Bazen de sevdiğimiz kişileri üzme tedirginliğinin yanında kendimizi tanımlarken kullandığımız sıfatların da değişmesinden korkarız. Örneğin yardımsever biri olduğunuzu söylediğinizde birinin destek isteğini reddedemezsiniz. Misafirperver olduğunuzu söylediğinizde ani bir misafirlik teklifine hayır demeyi kabalık bulursunuz. Yani kişiliğinize uygun davranmak için istemediğiniz durumlara onay vermek zorunda kalabilirsiniz. Ancak böyle bir durumda daha objektif bir değerlendirme yapmanızı istiyorum. Varsayalım ki bir arkadaşınızın sizden pek de hakim olmadığınız bir konuda yardım isteği oldu sırf geri çevirmemek için kendinizi büyük bir sıkıntının içine sokabilirsiniz. Zamanınızı o konuda bilgi sahibi olmak için harcayabilirsiniz. Karşı tarafı memnun etmek isterken kendinizi istemediğiniz bir kafa yorgunluğunun bazen de fiziksel yorgunluğun içine sokarsınız. Günün sonunda yine olumsuz etkilenen siz olursunuz. Size olumsuz duyguyu hissettirenin ise hayır diyemediğiniz kişi olduğuna ikna olursunuz. Şöyle bir özet yapayım bakalım durum nasıl gözüküyor. İyi biri olduğunuzu veya sevginizi kanıtlamak için hayır demediniz ve sonunda kötü hissettiniz şimdiyse o kişinin ismi size hissettiğiniz o olumsuz duyguyu, baskıyı ve sıkışmışlığı hatırlatıyor. Böylece içten içe o kişilere karşı öfkenizi besliyorsunuz. Söylenemeyen hayırlar kişiyi hayal kırıklığına ve mutlaka mutsuzluğa sürükler.

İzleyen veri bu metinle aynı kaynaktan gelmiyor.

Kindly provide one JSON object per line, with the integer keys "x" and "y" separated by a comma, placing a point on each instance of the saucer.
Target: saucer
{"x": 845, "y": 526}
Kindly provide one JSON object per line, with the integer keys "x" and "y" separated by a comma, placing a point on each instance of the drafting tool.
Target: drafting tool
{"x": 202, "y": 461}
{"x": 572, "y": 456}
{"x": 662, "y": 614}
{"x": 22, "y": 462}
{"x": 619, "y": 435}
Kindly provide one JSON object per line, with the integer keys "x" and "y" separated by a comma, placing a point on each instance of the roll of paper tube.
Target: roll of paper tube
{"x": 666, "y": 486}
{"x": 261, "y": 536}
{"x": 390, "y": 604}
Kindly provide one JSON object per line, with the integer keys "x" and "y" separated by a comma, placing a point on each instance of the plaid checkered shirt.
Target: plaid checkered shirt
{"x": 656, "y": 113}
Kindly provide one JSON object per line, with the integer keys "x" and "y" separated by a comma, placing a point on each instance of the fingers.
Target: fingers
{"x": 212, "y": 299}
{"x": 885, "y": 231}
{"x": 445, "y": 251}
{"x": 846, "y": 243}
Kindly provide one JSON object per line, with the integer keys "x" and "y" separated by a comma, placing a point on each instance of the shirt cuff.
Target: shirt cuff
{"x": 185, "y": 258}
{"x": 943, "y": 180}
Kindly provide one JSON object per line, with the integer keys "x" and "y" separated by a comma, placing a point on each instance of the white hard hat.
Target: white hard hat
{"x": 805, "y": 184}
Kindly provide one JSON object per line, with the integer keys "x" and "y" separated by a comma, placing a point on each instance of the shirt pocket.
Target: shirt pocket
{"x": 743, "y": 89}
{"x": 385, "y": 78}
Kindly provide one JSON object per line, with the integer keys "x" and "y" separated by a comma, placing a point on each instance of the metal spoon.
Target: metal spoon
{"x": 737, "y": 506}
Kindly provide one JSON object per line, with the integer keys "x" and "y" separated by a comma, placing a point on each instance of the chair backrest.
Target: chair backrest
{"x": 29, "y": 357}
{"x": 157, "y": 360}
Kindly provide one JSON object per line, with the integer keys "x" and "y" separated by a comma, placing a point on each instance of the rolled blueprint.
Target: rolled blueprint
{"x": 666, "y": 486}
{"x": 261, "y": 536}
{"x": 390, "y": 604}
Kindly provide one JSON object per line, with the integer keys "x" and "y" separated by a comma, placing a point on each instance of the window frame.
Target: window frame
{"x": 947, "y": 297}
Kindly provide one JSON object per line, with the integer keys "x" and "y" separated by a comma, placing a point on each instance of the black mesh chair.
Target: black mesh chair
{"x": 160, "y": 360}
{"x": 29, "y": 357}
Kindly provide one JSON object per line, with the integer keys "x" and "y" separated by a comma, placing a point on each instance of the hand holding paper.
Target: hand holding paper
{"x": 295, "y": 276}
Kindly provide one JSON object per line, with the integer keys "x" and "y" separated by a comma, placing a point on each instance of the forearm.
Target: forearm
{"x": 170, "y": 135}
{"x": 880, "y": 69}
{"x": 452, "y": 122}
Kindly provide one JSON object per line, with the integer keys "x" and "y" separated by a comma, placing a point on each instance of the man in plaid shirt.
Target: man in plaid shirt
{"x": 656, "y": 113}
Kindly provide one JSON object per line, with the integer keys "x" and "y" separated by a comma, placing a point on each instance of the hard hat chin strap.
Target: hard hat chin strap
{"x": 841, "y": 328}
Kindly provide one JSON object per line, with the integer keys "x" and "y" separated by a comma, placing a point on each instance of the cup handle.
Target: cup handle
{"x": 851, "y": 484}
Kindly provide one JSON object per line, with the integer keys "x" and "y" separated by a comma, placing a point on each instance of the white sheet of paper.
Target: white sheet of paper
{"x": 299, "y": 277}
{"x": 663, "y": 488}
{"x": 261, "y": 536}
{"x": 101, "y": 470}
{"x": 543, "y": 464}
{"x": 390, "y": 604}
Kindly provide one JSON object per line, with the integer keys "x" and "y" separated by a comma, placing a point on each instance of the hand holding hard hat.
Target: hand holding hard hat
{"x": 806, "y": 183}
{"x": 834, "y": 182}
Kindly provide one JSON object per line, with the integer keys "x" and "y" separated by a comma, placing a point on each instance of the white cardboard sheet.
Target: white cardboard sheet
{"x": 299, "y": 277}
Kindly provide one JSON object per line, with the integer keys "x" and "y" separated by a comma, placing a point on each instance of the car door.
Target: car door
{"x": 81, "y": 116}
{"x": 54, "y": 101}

Hayırlar kişisel sınırlarınızdır ve bu sınırları belirlemek de sahip çıkıp korumak da sizin sorumluluğunuzdadır. Sınırlarımızın başlangıcıyla ilgili okuduğum ve çok etkilendiğim tanımı Sahra Hazal Kaleli şöyle yapmış; “Bedenin sana verildiğinde bir deriyle kaplı olacak. Bu seni, dışındaki dünyadan ayıran sınırın, varlığının bitip başladığı yer. Senin için önceden çizilmiş olan tek sınır bu. Geri kalan sınırların hepsini senin çizmen gerekecek. Ne kadar ustaca çizersen o kadar az hasar alacaksın.” Kaleli bu tanımını aynı zamanda insan olma kurallarının da içine dahil etmiş. Sınırlar sizin varlığınızdır, koruma kalkanınızdır. Ne kadarlık bir alanda yaşamak istiyor hangi tehditlerden korunmak istiyorsanız sınırlarınızı ona göre belirleme de özgürsünüz. Ancak ne zaman ki refahta yaşamak isteyip kendinizi bir kafese hapsedersiniz bunun da sizin kararınız olduğunu kendinize hatırlatın. Değişim sizinle başlayacak, kendinizden başkalarının isteklerine hayır dediğinizde onlar sizin kadar yara almayacak. Hayırların reddediş değil tercih etmeyiş olduğunu ve kişilere değil durumlara söylendiğini kabul ettiğinizde eminim ki bu kelimeyi kullanmak sizin için çok daha kolay olacak. Mücadelenizde bol şans diliyorum.